And FYI there ARE "colored cements". Normally portland cement is gray through a range of darkness, but there is also white (made by not allowing the clinker to touch metal through a portion of the process) and also buff (made by injecting diesel fuel at a certain point in the process). This do not have any color added, that is the actual color or the portland cement itself.


----------



## 6stringmason (May 20, 2005)

To the OP... one reason it gets sealed it to really highlight the color. 

Your best bet is to probably overlay and acid etch it. There are also gels you can use that dont contain acid, therefore you dont need to go through the trouble of neutralizing it, although you do have to take a bucket of water and sponge, and sponge off the residue before ceiling.


There is also many manufactures out there that offer slip resistant sealers, as well as colored sealers that give you great color that go right over the gray concrete.

There are so many options available we could go all day.
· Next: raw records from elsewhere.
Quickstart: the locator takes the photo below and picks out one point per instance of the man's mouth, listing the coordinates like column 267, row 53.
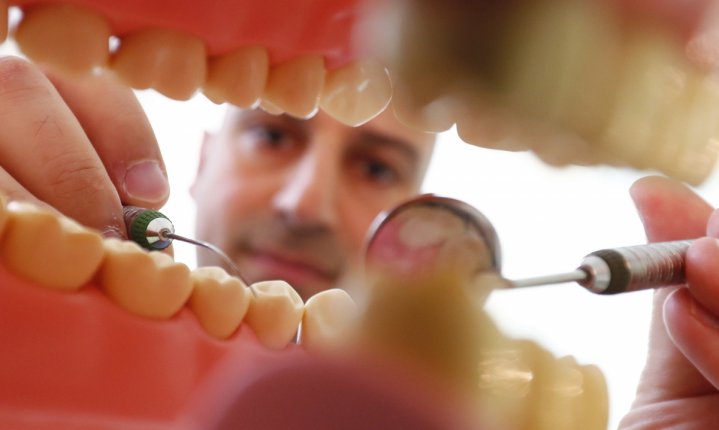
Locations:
column 297, row 271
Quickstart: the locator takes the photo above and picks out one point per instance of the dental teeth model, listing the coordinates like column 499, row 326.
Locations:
column 99, row 332
column 566, row 79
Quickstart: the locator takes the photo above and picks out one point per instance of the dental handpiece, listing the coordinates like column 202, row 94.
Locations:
column 625, row 269
column 154, row 231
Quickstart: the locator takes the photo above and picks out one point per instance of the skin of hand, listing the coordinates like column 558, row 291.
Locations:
column 678, row 388
column 82, row 146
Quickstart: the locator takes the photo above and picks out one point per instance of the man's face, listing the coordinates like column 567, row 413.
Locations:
column 293, row 199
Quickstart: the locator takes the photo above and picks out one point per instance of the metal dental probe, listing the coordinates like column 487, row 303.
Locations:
column 625, row 269
column 154, row 231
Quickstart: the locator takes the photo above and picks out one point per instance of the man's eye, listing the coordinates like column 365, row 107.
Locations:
column 379, row 171
column 271, row 137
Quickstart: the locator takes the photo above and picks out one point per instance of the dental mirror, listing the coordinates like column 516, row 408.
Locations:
column 430, row 233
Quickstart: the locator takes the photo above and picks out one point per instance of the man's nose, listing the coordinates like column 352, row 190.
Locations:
column 308, row 194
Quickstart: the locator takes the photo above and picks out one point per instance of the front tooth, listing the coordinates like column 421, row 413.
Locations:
column 4, row 6
column 434, row 117
column 238, row 77
column 294, row 86
column 328, row 320
column 72, row 39
column 686, row 142
column 171, row 62
column 275, row 313
column 218, row 300
column 357, row 92
column 49, row 249
column 270, row 108
column 149, row 284
column 490, row 128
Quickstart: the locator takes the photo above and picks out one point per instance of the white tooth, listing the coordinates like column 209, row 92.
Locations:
column 218, row 300
column 328, row 321
column 171, row 62
column 270, row 108
column 550, row 72
column 357, row 92
column 651, row 84
column 238, row 77
column 149, row 284
column 49, row 249
column 490, row 128
column 275, row 313
column 686, row 140
column 435, row 117
column 4, row 7
column 295, row 85
column 72, row 39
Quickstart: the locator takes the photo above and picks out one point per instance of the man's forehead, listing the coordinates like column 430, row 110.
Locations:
column 385, row 124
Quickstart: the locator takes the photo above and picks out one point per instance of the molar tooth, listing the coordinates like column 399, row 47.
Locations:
column 171, row 62
column 357, row 92
column 218, row 300
column 328, row 320
column 70, row 38
column 295, row 85
column 149, row 284
column 238, row 77
column 48, row 248
column 275, row 313
column 652, row 82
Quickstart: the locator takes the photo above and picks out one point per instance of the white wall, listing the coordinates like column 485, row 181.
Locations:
column 547, row 219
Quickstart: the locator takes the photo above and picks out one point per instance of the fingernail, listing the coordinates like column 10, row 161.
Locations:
column 112, row 232
column 146, row 181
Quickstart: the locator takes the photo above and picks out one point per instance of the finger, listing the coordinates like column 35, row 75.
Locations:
column 695, row 331
column 683, row 17
column 43, row 147
column 701, row 271
column 669, row 210
column 13, row 190
column 122, row 136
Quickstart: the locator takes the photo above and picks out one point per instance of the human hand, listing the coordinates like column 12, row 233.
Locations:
column 83, row 146
column 678, row 388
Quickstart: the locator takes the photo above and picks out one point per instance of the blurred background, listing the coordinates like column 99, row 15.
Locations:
column 547, row 219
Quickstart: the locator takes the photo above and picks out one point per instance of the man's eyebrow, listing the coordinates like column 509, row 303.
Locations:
column 250, row 115
column 374, row 139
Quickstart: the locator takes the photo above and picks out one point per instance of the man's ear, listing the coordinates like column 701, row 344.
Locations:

Its ultimately up to you to do the research and figure what is best.

I've done overlays at abotu 3/8" thick over wooden substrates where we nailed down diamond lathe and poured out over lay on top. Customer was aware there would be cracking, and sure enough, next day there was tiny spider webbing on the floor. 

It really looked great after acid etching, and 6 years or so later, the cracks have not opened up and the sealer is still holding. We used diamond clear.


----------



## carterarce (Jan 13, 2009)

6stringmason said:


> To the OP... one reason it gets sealed it to really highlight the color.
> 
> Your best bet is to probably overlay and acid etch it. There are also gels you can use that dont contain acid, therefore you dont need to go through the trouble of neutralizing it, although you do have to take a bucket of water and sponge, and sponge off the residue before ceiling.
> 
> ...



Thanks!


----------